La campagna Pensaci prima ha lanciato una serie di proposte di prevenzione e contrasto alla violenza di genere. Si tratta di misure strutturali, che potrebbero contribuire a migliorare la condizione delle donne nel nostro paese. Pensaci prima, che è una campagna ideata da un gruppo di attiviste che hanno cominciato a collaborare assieme nel 2019, avanza tre grandi richieste: «1. raddoppiare e rendere strutturali le risorse ai centri antiviolenza; 2. dare un sostegno economico alle donne attive in percorsi di fuoriuscita dalla violenza («un reddito mensile di 780 euro per le donne che hanno subito violenza e maltrattamenti per sostenerle nel percorso di separazione e di ricerca o reinserimento nel mondo del lavoro proporzionale alle necessità della singola persona fino a un massimo di due anni»); 3. creare un fondo regionale per coprire le spese di assistenza legale sia in ambito penale che in ambito civile, nei casi in cui non siano coperte dal patrocinio a spese dello Stato (in ambito civile, le donne che hanno un introito annuo lordo superiore agli 11.493,82 euro non sono ammesse a tale beneficio». «Quando una donna viene uccisa dal proprio partner o ex partner – si legge nel comunicato di presentazione della campagna – la stampa intervista spesso vicini e familiari che si rammaricano di aver capito troppo tardi la gravità della situazione e si chiedono se sarebbe stato possibile fare qualcosa per evitare la tragedia. Sì, la violenza sulle donne si può prevenire, ma bisogna mettere in campo misure di contrasto concrete e iniziative di sostegno alle donne che subiscono violenza in tempi rapidi e senza indugi».

Le reazioni

La campagna ha avuto una certa risonanza, tanto che alcuni politici in corsa per l’imminente tornata di elezioni amministrative hanno preso posizione a favore di alcune delle misure proposte. In Emilia-Romagna, finora, cinque candidati hanno espresso il proprio appoggio con dichiarazioni video. Come sottolinea l’agenzia DiRe, Lucia Borgonzoni (Lega) è stata però criticata dai centri anti-violenza per avere aggiunto nel suo intervento che «”dobbiamo fare i conti con la popolazione sempre più straniera”, sottolineando il tema delle “culture diverse” e di un approccio differenziato da parte degli operatori. “È il solito legame che la destra e la Lega in particolare fanno tra violenza e stranieri, – ha commentato la presidente del Coordinamento, Angela Romanin – di cui però non c’è assolutamente riscontro nella violenza sulle donne”, visto che gli autori “sono italiani e  stranieri in quota corrispondente alla presenza sul territorio”».

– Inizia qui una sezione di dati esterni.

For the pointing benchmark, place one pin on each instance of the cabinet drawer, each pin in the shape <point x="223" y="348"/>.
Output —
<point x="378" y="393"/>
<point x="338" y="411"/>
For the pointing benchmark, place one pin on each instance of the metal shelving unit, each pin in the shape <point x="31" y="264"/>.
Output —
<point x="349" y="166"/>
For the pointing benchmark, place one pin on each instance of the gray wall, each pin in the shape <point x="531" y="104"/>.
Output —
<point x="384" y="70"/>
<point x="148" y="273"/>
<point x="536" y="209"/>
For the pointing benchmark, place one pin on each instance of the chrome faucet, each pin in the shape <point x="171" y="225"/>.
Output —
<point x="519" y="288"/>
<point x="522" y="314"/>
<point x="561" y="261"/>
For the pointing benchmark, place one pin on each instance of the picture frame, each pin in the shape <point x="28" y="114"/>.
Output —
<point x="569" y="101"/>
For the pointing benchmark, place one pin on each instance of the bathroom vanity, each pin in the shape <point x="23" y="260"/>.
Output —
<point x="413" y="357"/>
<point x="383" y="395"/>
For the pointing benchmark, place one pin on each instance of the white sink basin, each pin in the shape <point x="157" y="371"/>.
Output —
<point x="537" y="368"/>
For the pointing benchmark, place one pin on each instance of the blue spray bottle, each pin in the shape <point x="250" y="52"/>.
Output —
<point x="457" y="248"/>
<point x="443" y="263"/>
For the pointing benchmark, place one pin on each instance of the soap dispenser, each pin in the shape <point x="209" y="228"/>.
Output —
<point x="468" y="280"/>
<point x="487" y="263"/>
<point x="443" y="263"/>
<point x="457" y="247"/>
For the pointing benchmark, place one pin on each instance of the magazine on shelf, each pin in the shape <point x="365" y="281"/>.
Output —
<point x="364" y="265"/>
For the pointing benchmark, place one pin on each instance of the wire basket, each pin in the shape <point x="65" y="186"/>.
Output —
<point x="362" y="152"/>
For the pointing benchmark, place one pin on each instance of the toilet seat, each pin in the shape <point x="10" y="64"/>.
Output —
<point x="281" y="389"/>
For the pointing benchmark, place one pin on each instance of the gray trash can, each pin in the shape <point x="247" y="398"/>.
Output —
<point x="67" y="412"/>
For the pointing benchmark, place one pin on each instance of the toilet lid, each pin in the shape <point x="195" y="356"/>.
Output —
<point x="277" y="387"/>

Siamo un paese pieno di stereotipi

Che il lavoro da fare in Italia contro la violenza sulle donne e contro gli stereotipi di genere sia ancora tanto è confermato da una ricerca Istat pubblicata il 25 novembre 2019. Come spiega la ricercatrice Claudia Villante su Lavoce.info, i risultati evidanziano infatti «la presenza di una quota rilevante di persone (sia uomini che  donne) che si dice “molto d’accordo” con affermazioni del tipo “una donna che non vuole un rapporto sessuale, riesce a evitarlo” (39,3 per cento) o, benché in percentuale minore, “una donna può provocare la  violenza sessuale con il suo modo di vestire” (quasi un cittadino su quattro). Il 15 per cento, poi, pensa che una donna che subisce violenza sessuale quando è ubriaca o sotto l’effetto di droghe sia almeno in parte responsabile». È importante dunque tenere alta l’attenzione sul problema, e soprattutto evitare di dare spiegazioni semplicistiche o opportunistiche a supporto di campagne che nulla hanno a che fare con il diritto delle donne alla libertà e alla sicurezza. Sono strategie pericolose e dai risvolti imprevedibili. Quindi meglio seguire il monito della campagna: pensaci prima.